I have just watched the opening game of the CAF tournament between South Africa and Cape Verde. I last watched soccer during the last World Cup, and was intrigued that people actually watch soccer. I am not a soccer follower, so I watch rather dispassionately. Just an observer.
I find it quite curious that you have 20 men running around chasing a ball, and 2 men protecting the "goal", and they run all over the park for 90 minutes and neither team can score a goal. In fact South Africa have played for 365 minutes without scoring a goal. That's 5 hours without scoring a goal. It would be like watching a 20/20 cricket game without anyone being able to score a run. Is that possible? Would that be entertaining?
Here are some of my observations:
Surely the aim of the game would be to score goals? Yet, what I observed is players seeming to have no game plan to achieve this. In order to score a goal, a team would have to work their way into the opposition's half and create goal scoring opoortunities. Possession and territory. It seems quite simple to me. Surely coaches teach their players that if a team mate is in possession of the ball, those closest to him should run and work themselves into space (away from the opposition) in order to retain possession and to create opportunities for working the ball closer to the oppositions goal line. This should be a continuous process until a gaol is scored. What I saw was a player in possession and other players watching and waiting to see what he was going to do with the ball. I can't understand this. Surely a plan could be worked out that achieves this. It's not rocket science.
The next observation is that there was a lack of accuracy of execution. Not only tonight but in all soccer games I have watched. These men are paid to execute accurately, yet they don't. It all seems pretty much hit and miss. In practice sessions they may be able to it, but on the playing field they don't. Perhaps in the on-the-field situation there is pressure to execute, and so it is not a practice session. Players are easily forgiven for their ineptitude to perform under pressure. Surely practice sessions should be games under pressure. I watched AB de Villiers throw a ball at wickets from 30 m to run a man out.
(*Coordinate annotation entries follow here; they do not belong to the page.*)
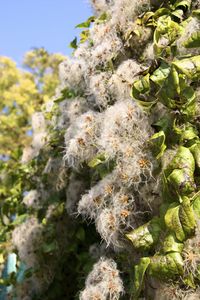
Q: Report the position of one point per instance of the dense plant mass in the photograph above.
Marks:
(113, 196)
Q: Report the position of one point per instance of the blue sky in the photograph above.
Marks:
(39, 23)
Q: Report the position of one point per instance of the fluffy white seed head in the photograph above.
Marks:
(103, 281)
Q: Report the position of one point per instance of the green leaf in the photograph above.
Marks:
(173, 222)
(141, 86)
(182, 3)
(139, 272)
(196, 206)
(160, 74)
(196, 13)
(50, 247)
(66, 94)
(145, 236)
(159, 145)
(195, 149)
(182, 160)
(166, 266)
(97, 160)
(171, 244)
(189, 281)
(181, 181)
(193, 41)
(189, 66)
(186, 215)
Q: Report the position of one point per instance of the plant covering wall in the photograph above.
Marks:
(114, 198)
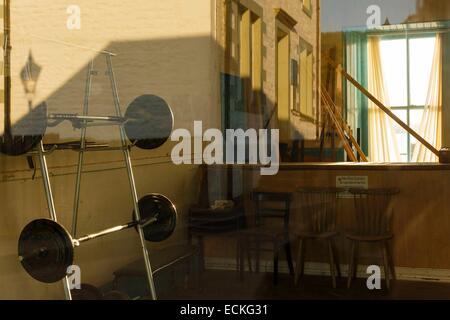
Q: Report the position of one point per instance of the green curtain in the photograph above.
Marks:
(355, 53)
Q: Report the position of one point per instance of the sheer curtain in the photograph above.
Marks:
(382, 140)
(431, 124)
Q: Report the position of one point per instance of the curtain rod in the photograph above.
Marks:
(409, 32)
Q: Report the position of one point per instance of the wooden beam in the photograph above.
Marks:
(384, 108)
(345, 126)
(340, 131)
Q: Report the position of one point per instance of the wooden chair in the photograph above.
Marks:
(270, 208)
(317, 214)
(373, 217)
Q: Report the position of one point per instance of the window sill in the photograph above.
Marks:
(308, 12)
(368, 166)
(302, 116)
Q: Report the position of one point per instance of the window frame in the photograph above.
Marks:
(409, 107)
(305, 45)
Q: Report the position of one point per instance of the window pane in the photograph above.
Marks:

He was pinpoint and under pressure, and was on the button. I appreciate that kind of skill. My suggestion would be for soccer bosses to introduce an incentive scheme. It would work like this. Players are offered R 1 million (for instance) and for each inaccuracy of execution, R 10 is deducted from their fund. At the end of the year, they would receive the balance, probably nil at the current show of ineptitude. The only South African player who executed consistently well was their goalkeeper and his distribution which was pinpoint. The only other people who executed well were the referee, the linesmen and those blowing their vuvuzela's.
I can understand the entertainment value for some. The theatrics of players bumped and then seeming to have legs of jelly and mouths as wide as the diamond hole in Kimberley, was entertaining. Or the moans and groans when a ball was totally miskicked and ended up in the crowd. The coach with his passionate pleas and expressions of anguish, derision and disappointment added to the theatrics, but the game (you have to be kidding me if you think otherwise) was not entertaining.
The players were in superb condition and were indeed athletic. More so than during the World Cup, I thought. Their mental attitude also seems to be improving.
It seems that all they have to learn is, what the purpose of the game is, and that is to score goals. Perhaps they should call together another indaba and invite coaches from around the world whose teams have a high scoring rate, and to learn what their strategies are, or send the coach to them for one-on-ones (which would be more cost effective perhaps).
My view is that we have the players, but you need to give one or two individuals the freedom to be creative, when you get closer to the opponents goals. These players use their intuitive skills and creativity around the opposition goal. Unpredictability can be very creative in a packed goal. There seems to be a lack of flair, imagination and execution in this department. Surely, in a nation as soccer-mad as ours we can find a few.